In this talk, we will explore the evolution of LLMs in the generative AI era and their influence on AI computing design trends. For AI computing in data centers, both scale-up and scale-out strategies are employed to deliver the huge computational power required by LLMs. Conversely, even smaller LLM models for edge devices demand more resources than previous generations without LLMs. Moreover, edge devices may also act as orchestrators in device-cloud collaboration. These emerging trends will significantly shape the design of future computing architectures and influence the advancement of circuit and system designs.

Tuesday | May 27, 2025 | 14:00 - 15:00

As the demand for energy-efficient connectivity, embedded memories and better sensing capabilities grows, ultra-low power CMOS technologies such as 22FDX and FinFETs are becoming essential for advancing applications in Edge AI, Power management, and Quantum computing.

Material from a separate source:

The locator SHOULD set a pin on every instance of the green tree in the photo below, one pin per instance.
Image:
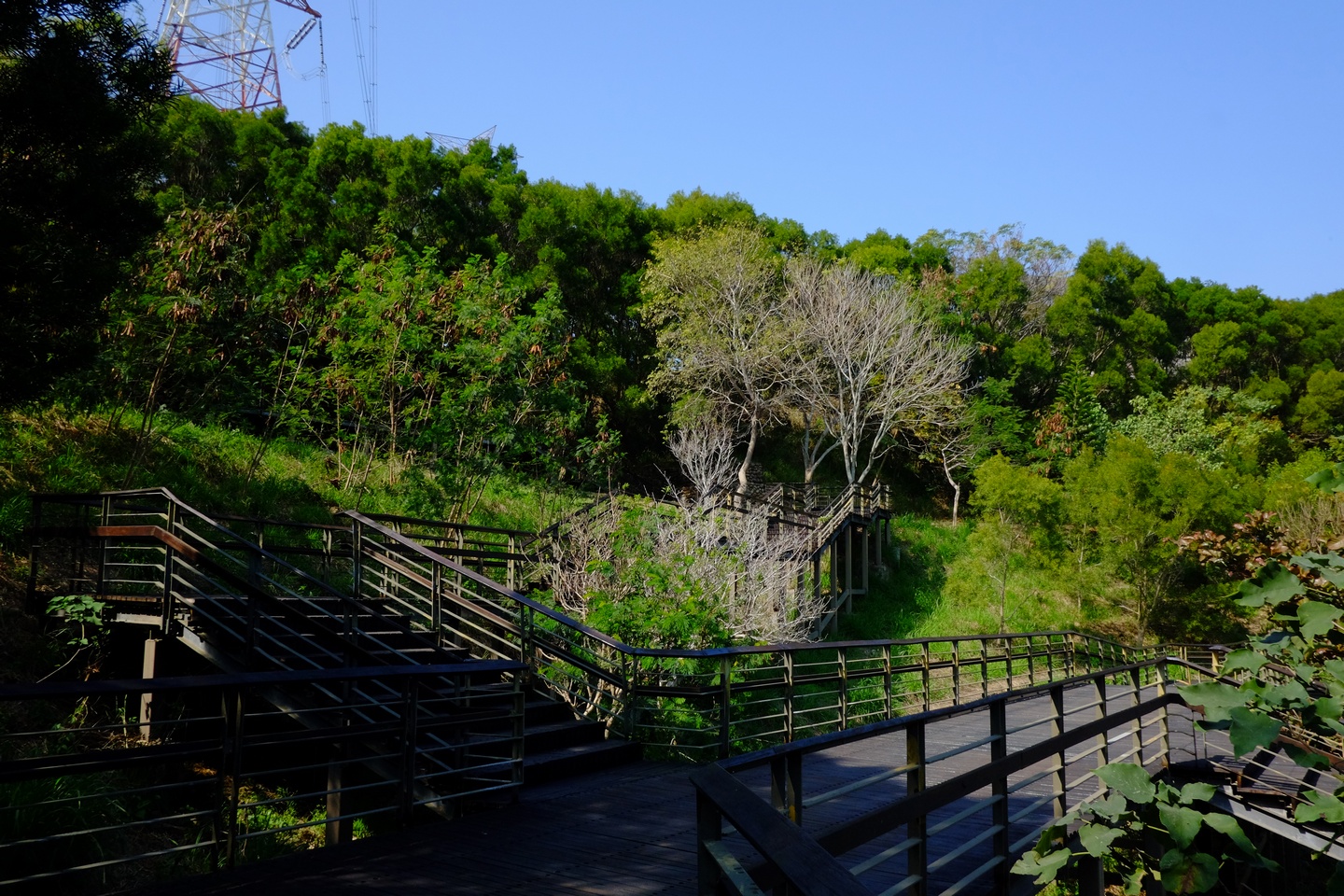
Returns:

This talk will explore the latest innovations in design and how they are enabling the deployment of sophisticated AI solutions at the edge, when combined with GlobalFoundries's ultra-low power CMOS technologies.

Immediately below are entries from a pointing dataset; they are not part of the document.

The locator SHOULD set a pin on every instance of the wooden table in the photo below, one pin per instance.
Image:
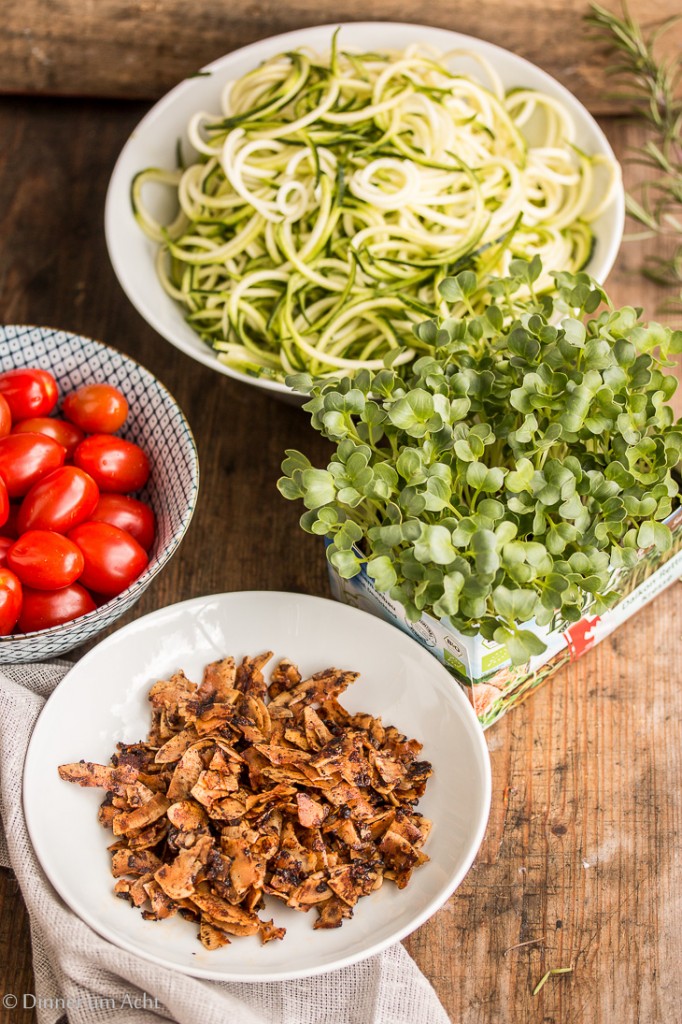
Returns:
(581, 864)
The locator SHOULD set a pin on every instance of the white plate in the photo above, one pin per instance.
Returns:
(103, 699)
(154, 141)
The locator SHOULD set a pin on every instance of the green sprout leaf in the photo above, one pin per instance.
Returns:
(509, 476)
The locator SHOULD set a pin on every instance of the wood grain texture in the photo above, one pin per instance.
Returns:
(140, 48)
(581, 863)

It will focus on Edge AI Automotive sensors with ADAS 77GHz Radar sensor as an example and how fast transistors, low loss BEOL, power efficiency and low noise are critical to realizing this integrated radar solution for fully autonomous cars and imaging radars.

Wednesday | May 28, 2025 | 9:30 - 10:30

The evolution of satellite communication systems is increasingly driven by the need for high-performance, flexible, and efficient solutions, particularly in the design and implementation of circuits and systems for next-generation satellite payloads. Software defined payloads leveraging on On-Board Digital Signal Processing (OBP), Multi-Beam Antennas (MBAs) and Beam-Forming Networks (BFNs) are pivotal technologies in addressing the challenges posed by emerging communication standards, such as 5G/6G, as well as advanced satellite communication and remote sensing systems.